Los días se convirtieron en semanas, y la angustia de Brelah crecía como una enredadera alrededor de su corazón. Alú comía lo mínimo, apenas lo suficiente para sostenerse, casi por inercia, como si la nutrición fuera una tarea secundaria a la que apenas prestaba atención. Sus noches eran largas, silencios llenos de la preocupación de una madre que sentía a su hijo a la vez tan cerca y tan irrevocablemente lejos. Lo abrazaba con fuerza, le susurraba canciones de cuna, le hablaba del mundo que lo esperaba, de los colores del cielo, del sabor de las frutas, de los nombres de los animales. Pero Alú permanecía en su propia burbuja, un ser etéreo en un cuerpo frágil, una presencia que era a la vez todo y nada. "¿Estará enfermo, doctora?", preguntaba Brelah, con la voz ahogada por la desesperación. Los médicos no encontraban nada. "Es un niño tranquilo," decían con sonrisas condescendientes, "algunos bebés son así." Pero Brelah sabía que había algo más. Era una quietud que trascendía la calma, una profunda ausencia que la carcomía desde dentro. ¿Cómo podía conectar con un hijo que parecía habitar otro plano de existencia, un lugar donde su amor maternal no podía alcanzarlo?

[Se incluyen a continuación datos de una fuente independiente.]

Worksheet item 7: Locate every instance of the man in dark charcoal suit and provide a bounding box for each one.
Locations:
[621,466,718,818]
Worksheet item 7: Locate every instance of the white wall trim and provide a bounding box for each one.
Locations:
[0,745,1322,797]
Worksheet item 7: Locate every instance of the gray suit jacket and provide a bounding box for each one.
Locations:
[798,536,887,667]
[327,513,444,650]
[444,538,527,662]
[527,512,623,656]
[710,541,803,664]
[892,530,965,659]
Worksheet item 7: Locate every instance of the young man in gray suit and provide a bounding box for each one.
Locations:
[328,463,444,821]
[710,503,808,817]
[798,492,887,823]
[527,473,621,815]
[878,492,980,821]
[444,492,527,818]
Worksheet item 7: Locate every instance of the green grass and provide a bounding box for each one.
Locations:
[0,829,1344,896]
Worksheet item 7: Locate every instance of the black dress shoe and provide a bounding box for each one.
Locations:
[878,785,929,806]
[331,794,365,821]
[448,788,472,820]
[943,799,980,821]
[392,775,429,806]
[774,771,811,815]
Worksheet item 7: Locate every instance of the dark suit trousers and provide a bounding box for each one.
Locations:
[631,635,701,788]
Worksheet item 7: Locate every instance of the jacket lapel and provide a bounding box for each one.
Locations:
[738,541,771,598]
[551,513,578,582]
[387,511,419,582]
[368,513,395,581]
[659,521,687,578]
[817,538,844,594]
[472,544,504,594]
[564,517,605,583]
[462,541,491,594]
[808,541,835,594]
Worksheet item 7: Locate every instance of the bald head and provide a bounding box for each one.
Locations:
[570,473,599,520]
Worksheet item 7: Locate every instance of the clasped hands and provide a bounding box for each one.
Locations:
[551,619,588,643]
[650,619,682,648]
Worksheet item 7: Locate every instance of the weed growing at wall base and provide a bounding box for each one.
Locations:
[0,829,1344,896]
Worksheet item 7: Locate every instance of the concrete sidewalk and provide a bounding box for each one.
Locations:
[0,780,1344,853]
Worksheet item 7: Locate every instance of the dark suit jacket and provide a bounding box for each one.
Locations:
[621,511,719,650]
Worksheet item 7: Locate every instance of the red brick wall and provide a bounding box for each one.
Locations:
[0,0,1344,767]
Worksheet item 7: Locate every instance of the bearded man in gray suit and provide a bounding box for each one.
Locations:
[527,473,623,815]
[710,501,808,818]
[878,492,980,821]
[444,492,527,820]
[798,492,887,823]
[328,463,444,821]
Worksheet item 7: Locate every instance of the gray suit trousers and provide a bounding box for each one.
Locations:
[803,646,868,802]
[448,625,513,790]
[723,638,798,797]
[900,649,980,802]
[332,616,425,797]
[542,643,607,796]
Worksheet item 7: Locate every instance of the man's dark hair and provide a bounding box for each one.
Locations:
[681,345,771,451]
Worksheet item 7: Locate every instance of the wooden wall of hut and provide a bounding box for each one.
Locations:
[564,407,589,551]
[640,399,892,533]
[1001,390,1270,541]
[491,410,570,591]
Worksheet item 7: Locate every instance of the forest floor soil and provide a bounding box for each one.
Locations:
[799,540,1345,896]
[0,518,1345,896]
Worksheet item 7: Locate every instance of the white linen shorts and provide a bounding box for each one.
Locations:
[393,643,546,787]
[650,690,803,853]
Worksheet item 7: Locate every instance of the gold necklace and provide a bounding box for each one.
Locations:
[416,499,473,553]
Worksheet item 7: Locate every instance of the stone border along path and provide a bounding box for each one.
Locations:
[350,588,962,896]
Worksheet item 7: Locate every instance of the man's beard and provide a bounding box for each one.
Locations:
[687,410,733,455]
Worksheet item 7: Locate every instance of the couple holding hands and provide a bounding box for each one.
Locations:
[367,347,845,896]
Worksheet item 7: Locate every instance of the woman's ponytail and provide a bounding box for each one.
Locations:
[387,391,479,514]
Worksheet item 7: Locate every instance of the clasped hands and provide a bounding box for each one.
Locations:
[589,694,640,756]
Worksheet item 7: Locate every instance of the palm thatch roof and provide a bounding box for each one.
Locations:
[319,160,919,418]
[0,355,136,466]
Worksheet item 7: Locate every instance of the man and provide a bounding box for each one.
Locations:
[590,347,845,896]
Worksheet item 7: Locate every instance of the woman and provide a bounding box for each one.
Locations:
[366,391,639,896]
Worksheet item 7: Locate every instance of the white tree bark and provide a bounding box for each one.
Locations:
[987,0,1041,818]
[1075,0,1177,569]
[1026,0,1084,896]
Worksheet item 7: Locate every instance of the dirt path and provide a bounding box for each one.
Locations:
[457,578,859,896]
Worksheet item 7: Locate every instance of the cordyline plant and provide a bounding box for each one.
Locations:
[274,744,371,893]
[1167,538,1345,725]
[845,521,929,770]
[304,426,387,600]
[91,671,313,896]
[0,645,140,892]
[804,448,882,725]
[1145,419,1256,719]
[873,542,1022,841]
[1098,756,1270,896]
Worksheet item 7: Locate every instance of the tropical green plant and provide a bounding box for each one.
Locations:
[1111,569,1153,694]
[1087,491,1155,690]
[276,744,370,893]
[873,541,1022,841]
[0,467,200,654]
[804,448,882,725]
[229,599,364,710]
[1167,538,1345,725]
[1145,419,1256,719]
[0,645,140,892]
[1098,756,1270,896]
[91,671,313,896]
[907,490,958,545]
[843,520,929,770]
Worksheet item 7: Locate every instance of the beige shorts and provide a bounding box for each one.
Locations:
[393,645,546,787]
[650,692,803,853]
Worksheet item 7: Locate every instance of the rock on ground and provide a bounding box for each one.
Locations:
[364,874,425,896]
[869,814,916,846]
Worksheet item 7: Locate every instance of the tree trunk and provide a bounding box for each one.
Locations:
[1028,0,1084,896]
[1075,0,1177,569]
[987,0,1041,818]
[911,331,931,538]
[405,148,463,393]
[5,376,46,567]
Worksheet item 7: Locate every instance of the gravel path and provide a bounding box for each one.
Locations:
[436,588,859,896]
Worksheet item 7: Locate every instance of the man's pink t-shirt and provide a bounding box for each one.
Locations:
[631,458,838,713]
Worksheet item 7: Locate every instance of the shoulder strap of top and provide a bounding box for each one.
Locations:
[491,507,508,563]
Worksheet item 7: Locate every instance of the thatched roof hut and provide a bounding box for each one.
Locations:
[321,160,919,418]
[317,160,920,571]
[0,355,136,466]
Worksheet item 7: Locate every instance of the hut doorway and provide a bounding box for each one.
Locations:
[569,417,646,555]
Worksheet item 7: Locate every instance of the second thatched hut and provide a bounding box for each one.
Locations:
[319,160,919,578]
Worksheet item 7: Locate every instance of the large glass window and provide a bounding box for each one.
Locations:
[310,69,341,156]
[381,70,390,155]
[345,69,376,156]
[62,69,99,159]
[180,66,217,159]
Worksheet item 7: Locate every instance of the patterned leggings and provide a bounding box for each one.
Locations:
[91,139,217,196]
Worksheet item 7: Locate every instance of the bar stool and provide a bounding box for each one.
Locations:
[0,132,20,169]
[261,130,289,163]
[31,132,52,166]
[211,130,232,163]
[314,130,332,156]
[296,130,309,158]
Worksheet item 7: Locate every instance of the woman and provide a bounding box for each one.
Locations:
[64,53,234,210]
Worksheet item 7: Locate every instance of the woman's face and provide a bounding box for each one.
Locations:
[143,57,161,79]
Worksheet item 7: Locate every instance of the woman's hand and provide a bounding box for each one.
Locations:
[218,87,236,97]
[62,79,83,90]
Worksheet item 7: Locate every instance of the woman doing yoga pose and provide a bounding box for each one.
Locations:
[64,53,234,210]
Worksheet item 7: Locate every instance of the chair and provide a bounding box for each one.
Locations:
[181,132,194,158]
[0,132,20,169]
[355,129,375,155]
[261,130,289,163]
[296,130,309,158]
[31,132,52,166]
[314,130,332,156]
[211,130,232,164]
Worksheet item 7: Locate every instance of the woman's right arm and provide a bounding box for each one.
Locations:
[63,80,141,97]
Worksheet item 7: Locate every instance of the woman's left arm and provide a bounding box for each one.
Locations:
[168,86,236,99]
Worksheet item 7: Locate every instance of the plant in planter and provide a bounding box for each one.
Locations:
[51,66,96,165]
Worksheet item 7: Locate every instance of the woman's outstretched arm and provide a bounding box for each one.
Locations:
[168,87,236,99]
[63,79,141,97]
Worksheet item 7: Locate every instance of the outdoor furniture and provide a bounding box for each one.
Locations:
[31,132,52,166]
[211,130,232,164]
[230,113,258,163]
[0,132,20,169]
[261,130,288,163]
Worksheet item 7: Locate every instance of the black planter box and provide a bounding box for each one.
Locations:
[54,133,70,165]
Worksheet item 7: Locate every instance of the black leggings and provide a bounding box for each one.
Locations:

Mientras tanto, la consciencia de Alú flotaba en un espacio sin forma ni tiempo, un vasto océano de luz y vibración. No había nada que pudiera compararse a él en el plano terrenal. Era la extensión de un padre sin límites, una chispa desprendida de la fuente de toda creación. No hubo separación dolorosa, sino una expansión deliberada, una bifurcación de la conciencia principal para manifestarse en una nueva forma. Había sido una parte de esa inmensa consciencia que lo abarcaba todo, el Dios creador de realidades infinitas, y ahora era un fragmento enviado con un propósito que apenas comenzaba a desvelarse. Podía sentir el eco de esa inmensidad en cada fibra de su ser aún no manifestado, la omnipresencia de una intención que se tejía a través de todo lo existente.

En ese estado, la libertad era absoluta. Ser y hacer todo cuanto se deseara era tan sencillo como pensar. No había barreras físicas ni temporales. Un pensamiento, y la conciencia de Alú se expandía para abarcar constelaciones enteras, para sentir el latido de galaxias distantes. Otro pensamiento, y podía sumergirse en la esencia de una idea, desentrañando sus múltiples capas de significado, comprendiendo la intrincada red de intenciones que daban forma al universo. Ir donde se quisiera sin necesidad de nada era la norma. No había cuerpos que arrastrar, ni distancias que recorrer, ni energía que gastar. El simple deseo era el vehículo, la intención, el mapa. Era la mente en su estado más puro y desinhibido, un lienzo donde cada pensamiento se convertía instantáneamente en una realidad vívida y palpable, accesible a la voluntad.